Department of Computer Science, UCLA, Los Angeles, CA, USA.
Computational and Systems Biology Interdepartmental Program, UCLA, Los Angeles, CA, USA.
Genome Biol. 2024 May 24;25(1):138. doi: 10.1186/s13059-024-03279-7.
Deep mutational scanning (DMS) measures the effects of thousands of genetic variants in a protein simultaneously. The small sample size renders classical statistical methods ineffective. For example, p-values cannot be correctly calibrated when treating variants independently. We propose Rosace, a Bayesian framework for analyzing growth-based DMS data. Rosace leverages amino acid position information to increase power and control the false discovery rate by sharing information across parameters via shrinkage.
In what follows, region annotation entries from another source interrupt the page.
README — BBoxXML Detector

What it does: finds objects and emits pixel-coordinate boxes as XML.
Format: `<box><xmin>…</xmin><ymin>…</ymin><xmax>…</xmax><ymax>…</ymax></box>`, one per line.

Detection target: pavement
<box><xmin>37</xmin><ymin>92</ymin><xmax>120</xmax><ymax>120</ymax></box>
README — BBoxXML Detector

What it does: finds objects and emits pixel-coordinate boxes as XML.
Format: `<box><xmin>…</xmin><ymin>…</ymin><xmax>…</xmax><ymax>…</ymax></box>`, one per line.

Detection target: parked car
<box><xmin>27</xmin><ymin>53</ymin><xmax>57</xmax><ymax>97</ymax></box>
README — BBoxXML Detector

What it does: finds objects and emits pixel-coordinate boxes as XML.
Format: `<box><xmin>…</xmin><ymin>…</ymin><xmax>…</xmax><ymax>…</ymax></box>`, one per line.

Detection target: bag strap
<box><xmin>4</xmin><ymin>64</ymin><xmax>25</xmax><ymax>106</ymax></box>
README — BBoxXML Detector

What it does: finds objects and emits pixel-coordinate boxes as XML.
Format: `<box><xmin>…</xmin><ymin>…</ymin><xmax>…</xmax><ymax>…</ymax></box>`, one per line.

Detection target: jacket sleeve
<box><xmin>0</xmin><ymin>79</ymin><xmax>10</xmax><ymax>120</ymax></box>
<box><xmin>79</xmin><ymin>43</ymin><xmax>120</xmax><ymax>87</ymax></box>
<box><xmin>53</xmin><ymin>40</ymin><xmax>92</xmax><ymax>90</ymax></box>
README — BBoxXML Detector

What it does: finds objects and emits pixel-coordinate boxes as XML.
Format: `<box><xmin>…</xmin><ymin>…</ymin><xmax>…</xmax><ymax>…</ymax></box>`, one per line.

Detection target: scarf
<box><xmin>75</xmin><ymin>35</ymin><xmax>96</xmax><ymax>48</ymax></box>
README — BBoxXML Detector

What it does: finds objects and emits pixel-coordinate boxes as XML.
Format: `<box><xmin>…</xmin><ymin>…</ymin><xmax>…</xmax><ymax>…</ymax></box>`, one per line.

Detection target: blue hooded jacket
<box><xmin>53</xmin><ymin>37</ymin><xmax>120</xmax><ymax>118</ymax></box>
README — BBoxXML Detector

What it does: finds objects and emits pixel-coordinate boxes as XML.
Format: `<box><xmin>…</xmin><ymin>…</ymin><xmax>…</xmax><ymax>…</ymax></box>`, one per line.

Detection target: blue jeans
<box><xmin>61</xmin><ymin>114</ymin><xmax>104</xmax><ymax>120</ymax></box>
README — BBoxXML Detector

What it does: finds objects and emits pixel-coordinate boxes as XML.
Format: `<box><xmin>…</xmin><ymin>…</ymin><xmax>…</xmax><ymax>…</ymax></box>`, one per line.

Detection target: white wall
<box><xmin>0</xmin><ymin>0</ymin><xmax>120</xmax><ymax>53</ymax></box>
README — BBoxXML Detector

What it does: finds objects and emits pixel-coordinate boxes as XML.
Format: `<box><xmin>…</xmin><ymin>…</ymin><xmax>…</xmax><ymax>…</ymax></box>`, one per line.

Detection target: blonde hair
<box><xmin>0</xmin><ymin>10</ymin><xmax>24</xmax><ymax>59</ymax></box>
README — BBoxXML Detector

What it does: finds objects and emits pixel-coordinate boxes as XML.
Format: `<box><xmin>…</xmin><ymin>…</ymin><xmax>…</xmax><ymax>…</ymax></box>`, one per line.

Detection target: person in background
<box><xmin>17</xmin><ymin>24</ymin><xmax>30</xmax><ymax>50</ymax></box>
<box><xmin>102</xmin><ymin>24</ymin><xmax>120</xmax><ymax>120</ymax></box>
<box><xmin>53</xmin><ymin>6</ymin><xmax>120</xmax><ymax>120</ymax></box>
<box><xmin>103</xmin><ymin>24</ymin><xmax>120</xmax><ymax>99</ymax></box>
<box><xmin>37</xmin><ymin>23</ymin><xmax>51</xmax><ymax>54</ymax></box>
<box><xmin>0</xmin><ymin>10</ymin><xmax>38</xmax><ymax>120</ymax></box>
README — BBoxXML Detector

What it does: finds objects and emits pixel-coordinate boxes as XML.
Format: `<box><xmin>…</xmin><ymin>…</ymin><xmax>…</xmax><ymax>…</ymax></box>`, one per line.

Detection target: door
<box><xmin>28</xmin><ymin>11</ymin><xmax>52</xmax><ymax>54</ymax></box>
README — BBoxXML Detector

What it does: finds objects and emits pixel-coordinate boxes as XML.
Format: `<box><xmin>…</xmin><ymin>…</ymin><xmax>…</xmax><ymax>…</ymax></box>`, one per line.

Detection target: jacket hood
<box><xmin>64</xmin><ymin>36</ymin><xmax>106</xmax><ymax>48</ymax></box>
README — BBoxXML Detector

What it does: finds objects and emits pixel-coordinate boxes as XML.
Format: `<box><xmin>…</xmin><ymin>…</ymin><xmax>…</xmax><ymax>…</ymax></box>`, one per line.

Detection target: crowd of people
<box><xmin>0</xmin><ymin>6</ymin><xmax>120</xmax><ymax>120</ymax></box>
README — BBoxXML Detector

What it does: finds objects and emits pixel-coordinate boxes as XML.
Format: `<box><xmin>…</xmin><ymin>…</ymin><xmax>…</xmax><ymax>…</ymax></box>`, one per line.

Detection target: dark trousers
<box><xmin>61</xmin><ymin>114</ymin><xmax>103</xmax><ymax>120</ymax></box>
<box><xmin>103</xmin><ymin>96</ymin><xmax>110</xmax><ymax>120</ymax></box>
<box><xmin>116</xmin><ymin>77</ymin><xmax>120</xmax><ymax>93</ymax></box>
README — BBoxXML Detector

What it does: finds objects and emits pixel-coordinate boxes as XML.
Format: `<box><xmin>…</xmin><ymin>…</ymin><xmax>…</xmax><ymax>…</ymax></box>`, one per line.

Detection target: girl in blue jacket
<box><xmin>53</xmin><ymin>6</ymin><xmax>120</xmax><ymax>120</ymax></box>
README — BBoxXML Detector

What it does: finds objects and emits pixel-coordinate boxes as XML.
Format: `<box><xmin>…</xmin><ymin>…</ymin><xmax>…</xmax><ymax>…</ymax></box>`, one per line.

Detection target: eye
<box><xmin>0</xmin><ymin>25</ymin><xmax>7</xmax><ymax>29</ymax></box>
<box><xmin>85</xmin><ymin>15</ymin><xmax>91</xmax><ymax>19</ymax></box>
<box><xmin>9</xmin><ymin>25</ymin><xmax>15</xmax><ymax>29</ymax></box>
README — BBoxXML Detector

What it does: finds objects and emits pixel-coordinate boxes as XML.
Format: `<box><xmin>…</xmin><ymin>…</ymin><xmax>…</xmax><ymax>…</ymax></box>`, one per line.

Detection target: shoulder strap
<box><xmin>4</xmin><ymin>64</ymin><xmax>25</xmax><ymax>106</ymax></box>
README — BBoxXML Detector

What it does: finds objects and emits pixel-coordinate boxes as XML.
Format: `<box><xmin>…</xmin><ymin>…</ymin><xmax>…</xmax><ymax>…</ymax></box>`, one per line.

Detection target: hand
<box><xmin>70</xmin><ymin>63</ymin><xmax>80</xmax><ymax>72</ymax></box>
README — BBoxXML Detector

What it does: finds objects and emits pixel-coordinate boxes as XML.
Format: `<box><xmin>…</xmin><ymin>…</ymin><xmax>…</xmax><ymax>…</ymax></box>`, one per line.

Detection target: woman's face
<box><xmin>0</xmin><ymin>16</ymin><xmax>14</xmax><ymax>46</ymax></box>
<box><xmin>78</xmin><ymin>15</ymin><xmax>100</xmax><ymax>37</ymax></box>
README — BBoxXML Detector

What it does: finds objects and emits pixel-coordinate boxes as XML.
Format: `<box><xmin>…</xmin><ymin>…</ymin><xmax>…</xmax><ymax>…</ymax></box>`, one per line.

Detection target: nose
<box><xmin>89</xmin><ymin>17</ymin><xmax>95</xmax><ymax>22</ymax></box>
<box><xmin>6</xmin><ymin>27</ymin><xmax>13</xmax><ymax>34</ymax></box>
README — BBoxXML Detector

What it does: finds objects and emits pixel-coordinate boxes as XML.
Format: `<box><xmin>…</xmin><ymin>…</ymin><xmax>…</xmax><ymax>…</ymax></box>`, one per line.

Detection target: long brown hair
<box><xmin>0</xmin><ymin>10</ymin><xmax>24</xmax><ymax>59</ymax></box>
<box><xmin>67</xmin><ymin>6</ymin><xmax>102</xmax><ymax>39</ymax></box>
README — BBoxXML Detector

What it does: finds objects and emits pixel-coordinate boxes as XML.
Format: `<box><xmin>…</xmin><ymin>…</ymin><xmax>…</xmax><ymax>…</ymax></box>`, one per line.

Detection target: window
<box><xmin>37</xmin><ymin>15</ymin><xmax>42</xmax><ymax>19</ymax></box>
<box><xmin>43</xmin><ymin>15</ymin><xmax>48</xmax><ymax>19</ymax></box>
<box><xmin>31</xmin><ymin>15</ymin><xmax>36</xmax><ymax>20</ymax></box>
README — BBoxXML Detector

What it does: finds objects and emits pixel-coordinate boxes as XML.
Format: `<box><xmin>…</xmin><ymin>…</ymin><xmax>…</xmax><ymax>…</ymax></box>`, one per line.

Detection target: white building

We also developed Rosette for simulating the distributional properties of DMS. We show that Rosace is robust to the violation of model assumptions and is more powerful than existing tools.
深度突变扫描 (DMS) 可同时测量蛋白质中数千个遗传变异的影响。由于样本量小,经典的统计方法变得无效。例如,当独立处理变体时,无法正确校准 p 值。我们提出了 Rosace,这是一种用于分析基于生长的 DMS 数据的贝叶斯框架。Rosace 利用氨基酸位置信息通过收缩在参数之间共享信息来增加功效并控制假发现率。我们还开发了 Rosette 来模拟 DMS 的分布特性。我们表明 Rosace 对模型假设的违反具有鲁棒性,并且比现有工具更强大。